Show Me A Hero

Am 29. Januar 2016 in serie

Spätestens seit The Wire wissen wir, dass es gut ist, wenn David Simon Fernsehserien macht. Egal, was es ist, sei es Treme, Generation Kill oder wie jetzt Show Me A Hero, es passiert irgendwie immer wenig Aufregendes, aber die Art, wie die authentisch wirkenden Figuren sich über diese Ereignisse unterhalten, ist trotzdem immer fesselnd. Show Me A Hero treibt diese Masche auf die Spitze und erhebt die trockenen, politischen Teile aus The Wire zum Hauptthema. Ohne die gelegentliche Auflockerung durch Morde, Erpressung oder ein gewagtes Techtelmechtel. Und es funktioniert erstaunlicherweise sehr gut. Weil die glaubhaften Figuren eben nicht aussehen, als hätte man sie als charismatische Schönheitsideale gecastet, sondern als Politiker und Bürger.

Thematisch könnte Show Me A Hero in keiner passenderen Zeit existieren. Die Problematik “Mir ist egal, was fremde Minderheiten machen, solange sie es nicht vor meiner Haustür tun” in Bezug auf ein soziales Wohnungsbauprojekt in einer Siedlung der Mittelschicht, passt aufgrund der aktuellen Flüchtlingssituation wie die Faust aufs Auge. Ich neige in der aktuellen Situation auf Grund der hohen Dichte von Fremdenhass, Idiotie und Egoismus ja schon zur Resignation und habe mir daraus resultierend selbst eine Nachrichten-Lesesperre auferlegt.

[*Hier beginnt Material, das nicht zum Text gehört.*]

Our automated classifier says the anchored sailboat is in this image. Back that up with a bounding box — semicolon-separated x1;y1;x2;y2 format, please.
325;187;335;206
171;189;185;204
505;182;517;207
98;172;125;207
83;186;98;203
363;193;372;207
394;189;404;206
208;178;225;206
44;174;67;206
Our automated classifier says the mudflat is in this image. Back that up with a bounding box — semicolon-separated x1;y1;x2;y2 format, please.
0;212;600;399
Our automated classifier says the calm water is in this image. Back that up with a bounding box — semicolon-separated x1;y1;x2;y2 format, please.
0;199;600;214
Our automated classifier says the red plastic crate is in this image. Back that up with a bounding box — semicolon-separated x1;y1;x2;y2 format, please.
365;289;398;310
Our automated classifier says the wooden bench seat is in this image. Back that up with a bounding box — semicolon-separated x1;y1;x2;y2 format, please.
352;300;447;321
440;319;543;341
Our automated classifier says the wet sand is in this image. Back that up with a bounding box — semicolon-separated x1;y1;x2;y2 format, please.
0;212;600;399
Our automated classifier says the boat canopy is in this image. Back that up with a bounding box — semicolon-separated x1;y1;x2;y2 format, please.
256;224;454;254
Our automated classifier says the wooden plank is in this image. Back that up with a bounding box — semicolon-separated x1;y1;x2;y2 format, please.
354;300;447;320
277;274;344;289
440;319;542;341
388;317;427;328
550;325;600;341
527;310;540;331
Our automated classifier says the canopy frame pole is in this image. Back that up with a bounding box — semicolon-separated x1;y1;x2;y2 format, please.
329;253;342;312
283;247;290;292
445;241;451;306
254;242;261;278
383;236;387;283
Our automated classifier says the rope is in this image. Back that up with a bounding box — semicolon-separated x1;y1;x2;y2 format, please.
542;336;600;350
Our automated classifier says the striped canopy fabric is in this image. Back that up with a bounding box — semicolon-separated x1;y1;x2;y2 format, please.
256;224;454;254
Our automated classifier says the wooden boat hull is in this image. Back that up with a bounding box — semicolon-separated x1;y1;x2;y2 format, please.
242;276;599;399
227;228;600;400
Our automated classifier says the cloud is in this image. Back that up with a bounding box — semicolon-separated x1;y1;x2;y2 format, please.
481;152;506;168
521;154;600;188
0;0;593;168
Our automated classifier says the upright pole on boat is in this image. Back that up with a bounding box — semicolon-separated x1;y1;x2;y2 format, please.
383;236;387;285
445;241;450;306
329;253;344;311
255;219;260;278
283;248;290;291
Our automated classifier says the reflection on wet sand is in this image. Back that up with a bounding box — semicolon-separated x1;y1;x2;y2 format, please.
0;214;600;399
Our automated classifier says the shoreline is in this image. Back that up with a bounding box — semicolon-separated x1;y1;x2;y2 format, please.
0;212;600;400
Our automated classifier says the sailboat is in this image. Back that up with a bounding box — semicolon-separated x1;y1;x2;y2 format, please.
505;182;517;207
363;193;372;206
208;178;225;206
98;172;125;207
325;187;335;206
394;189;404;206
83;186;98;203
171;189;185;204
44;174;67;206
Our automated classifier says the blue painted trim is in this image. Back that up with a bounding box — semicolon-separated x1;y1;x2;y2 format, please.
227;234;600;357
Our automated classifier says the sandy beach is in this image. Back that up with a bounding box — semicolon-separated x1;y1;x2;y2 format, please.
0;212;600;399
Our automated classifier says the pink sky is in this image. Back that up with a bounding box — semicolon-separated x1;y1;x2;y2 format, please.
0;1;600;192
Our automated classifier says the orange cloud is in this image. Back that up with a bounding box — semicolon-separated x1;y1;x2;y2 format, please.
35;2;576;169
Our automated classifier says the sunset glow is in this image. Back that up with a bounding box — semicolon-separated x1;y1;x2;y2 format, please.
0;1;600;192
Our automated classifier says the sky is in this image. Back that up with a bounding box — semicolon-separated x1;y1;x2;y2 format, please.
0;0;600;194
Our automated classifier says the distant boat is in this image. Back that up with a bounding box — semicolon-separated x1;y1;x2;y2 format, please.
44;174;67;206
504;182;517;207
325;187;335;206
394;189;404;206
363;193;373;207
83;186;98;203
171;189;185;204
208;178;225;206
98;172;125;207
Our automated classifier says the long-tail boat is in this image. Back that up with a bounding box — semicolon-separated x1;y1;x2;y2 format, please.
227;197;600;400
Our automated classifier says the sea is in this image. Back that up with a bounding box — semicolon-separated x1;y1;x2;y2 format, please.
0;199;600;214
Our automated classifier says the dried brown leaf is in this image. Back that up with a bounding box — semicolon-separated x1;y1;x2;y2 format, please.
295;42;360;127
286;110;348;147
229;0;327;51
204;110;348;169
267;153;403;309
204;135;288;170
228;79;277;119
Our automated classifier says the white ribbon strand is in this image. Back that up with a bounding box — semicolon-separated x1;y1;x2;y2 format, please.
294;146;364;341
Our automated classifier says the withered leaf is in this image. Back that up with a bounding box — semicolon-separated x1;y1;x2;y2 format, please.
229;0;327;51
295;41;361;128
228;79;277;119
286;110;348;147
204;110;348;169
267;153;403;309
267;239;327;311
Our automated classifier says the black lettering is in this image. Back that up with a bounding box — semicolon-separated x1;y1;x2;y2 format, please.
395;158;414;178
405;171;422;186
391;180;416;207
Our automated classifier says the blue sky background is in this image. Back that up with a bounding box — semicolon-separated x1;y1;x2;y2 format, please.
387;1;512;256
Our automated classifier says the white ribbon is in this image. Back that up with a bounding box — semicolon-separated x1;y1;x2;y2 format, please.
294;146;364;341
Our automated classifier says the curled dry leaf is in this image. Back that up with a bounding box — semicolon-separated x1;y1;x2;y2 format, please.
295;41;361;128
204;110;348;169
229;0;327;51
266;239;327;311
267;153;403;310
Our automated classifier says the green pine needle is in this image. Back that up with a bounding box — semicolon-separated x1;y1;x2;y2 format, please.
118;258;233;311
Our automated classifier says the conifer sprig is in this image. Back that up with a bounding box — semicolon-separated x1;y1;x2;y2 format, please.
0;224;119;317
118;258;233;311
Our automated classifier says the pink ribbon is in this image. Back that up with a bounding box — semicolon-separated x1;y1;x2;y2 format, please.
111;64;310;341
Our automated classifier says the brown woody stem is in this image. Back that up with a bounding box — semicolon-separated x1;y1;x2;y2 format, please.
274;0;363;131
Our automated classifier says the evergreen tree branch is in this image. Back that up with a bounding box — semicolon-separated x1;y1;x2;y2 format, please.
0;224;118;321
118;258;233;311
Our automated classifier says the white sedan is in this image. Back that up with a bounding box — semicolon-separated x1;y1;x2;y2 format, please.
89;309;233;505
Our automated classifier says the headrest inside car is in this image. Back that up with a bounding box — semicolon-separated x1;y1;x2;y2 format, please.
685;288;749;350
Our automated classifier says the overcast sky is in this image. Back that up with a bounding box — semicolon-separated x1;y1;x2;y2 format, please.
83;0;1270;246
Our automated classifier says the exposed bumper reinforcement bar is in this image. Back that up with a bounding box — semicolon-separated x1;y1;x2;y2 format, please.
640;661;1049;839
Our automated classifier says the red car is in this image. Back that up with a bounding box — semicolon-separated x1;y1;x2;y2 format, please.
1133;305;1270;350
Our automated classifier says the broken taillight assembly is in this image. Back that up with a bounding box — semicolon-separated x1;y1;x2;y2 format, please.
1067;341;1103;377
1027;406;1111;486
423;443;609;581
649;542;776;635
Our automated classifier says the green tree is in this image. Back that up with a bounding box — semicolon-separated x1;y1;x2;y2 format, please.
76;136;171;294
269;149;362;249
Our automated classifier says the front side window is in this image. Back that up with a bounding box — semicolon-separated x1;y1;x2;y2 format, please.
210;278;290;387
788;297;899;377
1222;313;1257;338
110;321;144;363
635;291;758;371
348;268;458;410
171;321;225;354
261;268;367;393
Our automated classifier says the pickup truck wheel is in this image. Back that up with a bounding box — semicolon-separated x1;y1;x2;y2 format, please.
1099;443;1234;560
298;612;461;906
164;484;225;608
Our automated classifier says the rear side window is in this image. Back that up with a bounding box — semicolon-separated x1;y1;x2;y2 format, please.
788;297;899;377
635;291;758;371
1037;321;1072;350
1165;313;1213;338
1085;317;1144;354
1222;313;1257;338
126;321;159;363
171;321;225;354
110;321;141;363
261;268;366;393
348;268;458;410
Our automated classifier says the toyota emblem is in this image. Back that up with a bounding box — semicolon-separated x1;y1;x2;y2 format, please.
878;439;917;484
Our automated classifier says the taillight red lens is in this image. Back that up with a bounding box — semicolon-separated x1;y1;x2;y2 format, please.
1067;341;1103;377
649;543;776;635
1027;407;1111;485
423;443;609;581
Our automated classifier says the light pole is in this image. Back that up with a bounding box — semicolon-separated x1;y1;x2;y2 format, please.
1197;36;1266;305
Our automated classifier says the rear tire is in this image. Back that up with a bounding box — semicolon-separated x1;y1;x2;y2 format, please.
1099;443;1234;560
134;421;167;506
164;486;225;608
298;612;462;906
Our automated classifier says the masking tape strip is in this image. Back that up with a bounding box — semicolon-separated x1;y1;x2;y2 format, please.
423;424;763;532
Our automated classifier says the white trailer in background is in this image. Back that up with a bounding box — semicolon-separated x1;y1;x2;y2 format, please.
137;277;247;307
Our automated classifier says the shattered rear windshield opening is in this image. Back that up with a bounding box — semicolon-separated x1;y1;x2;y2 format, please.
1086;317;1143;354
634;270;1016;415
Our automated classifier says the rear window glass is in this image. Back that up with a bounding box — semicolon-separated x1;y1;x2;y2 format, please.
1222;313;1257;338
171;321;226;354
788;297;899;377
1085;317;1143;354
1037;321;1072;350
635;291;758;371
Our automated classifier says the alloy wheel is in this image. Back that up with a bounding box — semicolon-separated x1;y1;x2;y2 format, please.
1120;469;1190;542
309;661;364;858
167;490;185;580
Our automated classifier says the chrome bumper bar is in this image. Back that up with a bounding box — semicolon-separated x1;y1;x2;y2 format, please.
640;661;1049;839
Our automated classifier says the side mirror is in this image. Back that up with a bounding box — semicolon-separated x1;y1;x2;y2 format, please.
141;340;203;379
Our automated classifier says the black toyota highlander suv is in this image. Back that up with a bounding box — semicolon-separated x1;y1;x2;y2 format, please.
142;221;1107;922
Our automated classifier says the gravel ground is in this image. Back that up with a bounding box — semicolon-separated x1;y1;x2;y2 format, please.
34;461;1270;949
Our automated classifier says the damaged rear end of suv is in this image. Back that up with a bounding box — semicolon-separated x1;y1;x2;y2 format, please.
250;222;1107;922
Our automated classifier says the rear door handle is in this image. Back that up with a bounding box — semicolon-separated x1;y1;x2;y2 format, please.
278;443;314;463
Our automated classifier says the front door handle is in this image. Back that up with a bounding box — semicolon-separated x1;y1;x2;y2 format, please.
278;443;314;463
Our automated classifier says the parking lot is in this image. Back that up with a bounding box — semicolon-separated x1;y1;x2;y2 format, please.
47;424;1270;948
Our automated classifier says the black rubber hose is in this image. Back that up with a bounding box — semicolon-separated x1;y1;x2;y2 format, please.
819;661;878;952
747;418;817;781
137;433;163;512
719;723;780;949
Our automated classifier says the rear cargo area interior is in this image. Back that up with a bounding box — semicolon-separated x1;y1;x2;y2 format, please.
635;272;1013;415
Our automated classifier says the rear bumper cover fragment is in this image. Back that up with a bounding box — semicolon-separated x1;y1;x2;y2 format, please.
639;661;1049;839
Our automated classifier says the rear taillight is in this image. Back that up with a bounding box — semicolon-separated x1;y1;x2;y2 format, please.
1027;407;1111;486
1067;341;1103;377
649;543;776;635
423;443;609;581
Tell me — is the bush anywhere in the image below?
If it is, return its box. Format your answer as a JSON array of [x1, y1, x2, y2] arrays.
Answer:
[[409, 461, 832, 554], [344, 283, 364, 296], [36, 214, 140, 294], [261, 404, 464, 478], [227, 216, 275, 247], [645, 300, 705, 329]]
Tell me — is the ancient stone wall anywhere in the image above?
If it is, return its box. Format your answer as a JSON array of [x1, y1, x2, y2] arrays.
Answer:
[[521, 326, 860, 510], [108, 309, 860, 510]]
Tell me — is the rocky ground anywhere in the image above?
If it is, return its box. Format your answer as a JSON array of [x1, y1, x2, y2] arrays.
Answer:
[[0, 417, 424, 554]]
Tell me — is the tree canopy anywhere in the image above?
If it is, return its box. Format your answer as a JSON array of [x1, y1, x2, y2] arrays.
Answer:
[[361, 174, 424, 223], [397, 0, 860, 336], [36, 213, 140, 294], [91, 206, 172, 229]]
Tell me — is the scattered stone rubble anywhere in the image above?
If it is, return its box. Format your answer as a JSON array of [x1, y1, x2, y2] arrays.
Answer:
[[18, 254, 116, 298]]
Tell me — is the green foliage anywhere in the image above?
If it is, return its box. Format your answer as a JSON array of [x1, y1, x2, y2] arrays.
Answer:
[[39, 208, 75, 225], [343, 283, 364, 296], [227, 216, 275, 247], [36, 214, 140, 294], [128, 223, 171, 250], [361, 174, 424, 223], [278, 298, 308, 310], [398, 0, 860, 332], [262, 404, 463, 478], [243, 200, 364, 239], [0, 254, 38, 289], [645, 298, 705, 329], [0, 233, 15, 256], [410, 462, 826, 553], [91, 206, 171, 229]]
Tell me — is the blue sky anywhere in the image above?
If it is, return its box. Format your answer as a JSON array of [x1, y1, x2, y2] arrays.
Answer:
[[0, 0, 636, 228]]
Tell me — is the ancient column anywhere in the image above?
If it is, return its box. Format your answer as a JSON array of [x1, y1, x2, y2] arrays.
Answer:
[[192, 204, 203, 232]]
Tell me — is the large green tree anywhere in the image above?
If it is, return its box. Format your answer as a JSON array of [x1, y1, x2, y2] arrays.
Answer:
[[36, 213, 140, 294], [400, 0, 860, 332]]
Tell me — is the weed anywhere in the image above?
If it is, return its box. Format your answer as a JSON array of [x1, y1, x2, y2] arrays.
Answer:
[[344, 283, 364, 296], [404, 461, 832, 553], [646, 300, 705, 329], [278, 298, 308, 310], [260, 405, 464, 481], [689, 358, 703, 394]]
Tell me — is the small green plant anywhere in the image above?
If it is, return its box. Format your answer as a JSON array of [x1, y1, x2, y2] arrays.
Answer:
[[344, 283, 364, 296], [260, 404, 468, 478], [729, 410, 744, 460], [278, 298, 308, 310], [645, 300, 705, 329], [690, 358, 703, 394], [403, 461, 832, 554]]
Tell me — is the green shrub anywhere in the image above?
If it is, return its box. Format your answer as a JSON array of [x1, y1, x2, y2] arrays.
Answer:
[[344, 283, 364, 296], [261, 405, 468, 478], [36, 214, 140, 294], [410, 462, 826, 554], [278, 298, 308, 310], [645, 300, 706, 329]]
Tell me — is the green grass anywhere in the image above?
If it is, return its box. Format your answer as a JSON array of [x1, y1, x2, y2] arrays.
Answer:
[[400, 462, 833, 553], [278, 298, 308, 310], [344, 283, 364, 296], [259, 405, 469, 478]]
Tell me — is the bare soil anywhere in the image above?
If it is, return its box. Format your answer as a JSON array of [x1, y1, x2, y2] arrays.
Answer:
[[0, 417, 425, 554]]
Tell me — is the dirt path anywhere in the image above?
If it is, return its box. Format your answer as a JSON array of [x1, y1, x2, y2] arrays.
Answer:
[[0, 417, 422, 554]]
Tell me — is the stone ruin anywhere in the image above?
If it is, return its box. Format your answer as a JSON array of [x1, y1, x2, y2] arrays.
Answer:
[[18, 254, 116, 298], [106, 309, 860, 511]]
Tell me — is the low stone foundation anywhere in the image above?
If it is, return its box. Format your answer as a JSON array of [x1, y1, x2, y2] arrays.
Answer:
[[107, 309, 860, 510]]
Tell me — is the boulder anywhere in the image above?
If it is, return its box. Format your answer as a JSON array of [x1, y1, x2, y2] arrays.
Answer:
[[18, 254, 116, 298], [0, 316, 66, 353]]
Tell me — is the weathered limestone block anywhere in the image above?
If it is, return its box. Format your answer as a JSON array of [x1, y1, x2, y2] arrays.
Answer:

Das Show Me A Hero auf einer wahren Geschichte basiert, die irgendwann mal ein halbwegs gutes Ende gefunden hat (wenn auch bei weitem nicht optimal für alle Beteiligten) tat mir da jedenfalls ganz gut.

Wie schon bei den geistigen Serien-Vorgängern schmerzt aber vor allem auch bei Show Me A Hero der hohe Grad an Realismus. Reale Missstände in Politik und Gesellschaft mit dem Werkzeug der Unterhaltung anzuklagen hat sich David Simon zur Aufgabe gemacht und das zieht er durch: bürokratischer Irrsinn, politischer Wahnsinn, menschlicher Starrsinn. Dinge, die begreifbarer und nachvollziehbarer sind, als Mord und Intrigen und die deshalb auch viel länger in unseren Köpfen verweilen.

Und das alles mit meinem Lieblings-Chamäleon Oscar Isaac, der einen Schnauzbart zum Schütteln trägt. Da steht nur noch Alfred Molinas Soulglow im Haar drüber. Am Ende sind sechs Folgen aber deutlich zu wenig, obwohl ich bei meinem Zeitkontingent Miniserien eigentlich sehr gern habe. Ich hoffe sehr, dass die nächste David Simon Serie wieder mehr Sendeplatz im HBO-Programm bekommt.